From Paris to L.A., London to Bergen, Sao Paulo to Vienna, and many more, no one has quite captured the strangeness, heroism, frustration or surreal quality of the coronavirus pandemic quite like the world's street artists. This brilliant compact volume features the best heroic nurses, lovers refusing to let COVID cool their passion, strange edicts from government, presidential recommendations featuring disinfectant, feelings of entrapment and longing for freedom...
These artworks aren't just a fantastic take on the pandemic, but really capture the whole range of emotions that the world has lived through. Fine art isn't up to the task of defining this era. Street artists have taken on that mantle and have done it brilliantly.
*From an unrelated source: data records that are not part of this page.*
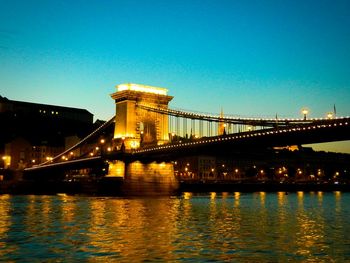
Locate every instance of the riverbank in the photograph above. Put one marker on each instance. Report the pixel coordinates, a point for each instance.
(114, 187)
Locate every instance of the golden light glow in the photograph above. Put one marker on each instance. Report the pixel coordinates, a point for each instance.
(142, 88)
(330, 115)
(305, 111)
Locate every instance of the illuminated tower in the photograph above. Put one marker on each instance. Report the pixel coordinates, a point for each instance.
(221, 124)
(135, 126)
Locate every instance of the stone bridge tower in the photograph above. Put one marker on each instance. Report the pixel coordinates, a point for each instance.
(134, 126)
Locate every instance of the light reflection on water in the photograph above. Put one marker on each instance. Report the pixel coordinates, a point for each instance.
(248, 227)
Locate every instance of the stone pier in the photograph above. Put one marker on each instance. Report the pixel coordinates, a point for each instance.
(152, 179)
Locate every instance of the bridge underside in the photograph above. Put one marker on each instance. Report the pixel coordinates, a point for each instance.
(249, 141)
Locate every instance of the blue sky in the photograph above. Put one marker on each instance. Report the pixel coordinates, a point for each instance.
(251, 58)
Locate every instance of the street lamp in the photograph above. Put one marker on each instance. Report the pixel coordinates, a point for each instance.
(330, 115)
(305, 112)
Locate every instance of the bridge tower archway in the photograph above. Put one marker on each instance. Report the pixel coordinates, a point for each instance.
(135, 126)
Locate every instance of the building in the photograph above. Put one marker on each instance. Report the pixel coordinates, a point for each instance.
(32, 133)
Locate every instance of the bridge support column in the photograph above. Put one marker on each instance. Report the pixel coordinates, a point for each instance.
(149, 179)
(144, 178)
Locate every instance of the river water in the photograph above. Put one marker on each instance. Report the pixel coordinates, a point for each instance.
(213, 227)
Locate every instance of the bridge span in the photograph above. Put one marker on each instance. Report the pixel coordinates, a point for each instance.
(145, 132)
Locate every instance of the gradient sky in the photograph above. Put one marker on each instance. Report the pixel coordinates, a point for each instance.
(251, 58)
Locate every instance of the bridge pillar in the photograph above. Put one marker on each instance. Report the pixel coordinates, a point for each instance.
(135, 127)
(145, 178)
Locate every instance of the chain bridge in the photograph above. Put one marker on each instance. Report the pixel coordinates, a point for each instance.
(146, 137)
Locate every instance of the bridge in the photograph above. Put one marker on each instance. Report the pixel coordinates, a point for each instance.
(145, 137)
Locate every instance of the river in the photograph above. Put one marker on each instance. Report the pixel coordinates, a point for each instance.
(213, 227)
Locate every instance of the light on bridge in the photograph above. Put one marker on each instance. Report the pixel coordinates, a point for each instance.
(305, 112)
(330, 115)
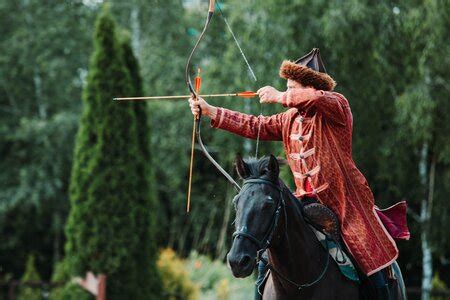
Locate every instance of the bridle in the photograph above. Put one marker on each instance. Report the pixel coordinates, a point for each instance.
(267, 239)
(264, 244)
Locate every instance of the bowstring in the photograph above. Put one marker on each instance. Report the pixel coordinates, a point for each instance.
(252, 73)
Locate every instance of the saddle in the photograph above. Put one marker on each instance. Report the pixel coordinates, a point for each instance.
(323, 219)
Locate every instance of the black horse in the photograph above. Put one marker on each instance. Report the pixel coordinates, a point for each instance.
(269, 217)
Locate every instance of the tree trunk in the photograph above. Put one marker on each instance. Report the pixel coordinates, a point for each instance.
(427, 176)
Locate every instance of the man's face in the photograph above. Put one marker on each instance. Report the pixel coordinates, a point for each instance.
(291, 84)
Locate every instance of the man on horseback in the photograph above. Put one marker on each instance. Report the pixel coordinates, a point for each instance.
(316, 131)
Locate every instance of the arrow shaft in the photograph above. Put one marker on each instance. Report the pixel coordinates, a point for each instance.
(183, 97)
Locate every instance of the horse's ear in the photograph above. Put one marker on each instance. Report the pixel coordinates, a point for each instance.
(273, 165)
(241, 167)
(281, 161)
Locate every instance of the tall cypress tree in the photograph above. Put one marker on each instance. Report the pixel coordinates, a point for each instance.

Some of these works are very good. Most aren't amazing, but they're certainly competent works that speak to the moment. Street art being especially geared to address issues and convey the sentiments of the culture and peoples as these things are unfolding closer to real time. So as a time capsule of the Covid pandemic, this is a really valuable little book. It doesn't offer too much commentary, which is good. Occasionally I'd even prefer even fewer words about each piece, so as to let the art and the viewer speak for themselves. I wish they'd been able to compile a more internationally varied batch of artists, in particular more from the global south, and Africa (which isn't featured at all). That's a big chunk of the world missing from this history. Another volume focusing on some of these areas would be really cool.
It was nice to flip through the book, there was nothing mindblowing, but I enjoyed it. Funny, how street art is really one of those few little things that was able to go on, while the art world is standing still.
Heavily Eurocentric, which is a little disappointing. I would have liked to see a broader array of artists and regions of the world represented. At times I disagreed with the brief interpretations of the artworks' meaning, but art as always is in the eye of the beholder. Hope to see more street art preserved in art books as a complicated and emotional snapshot of the early 2020s.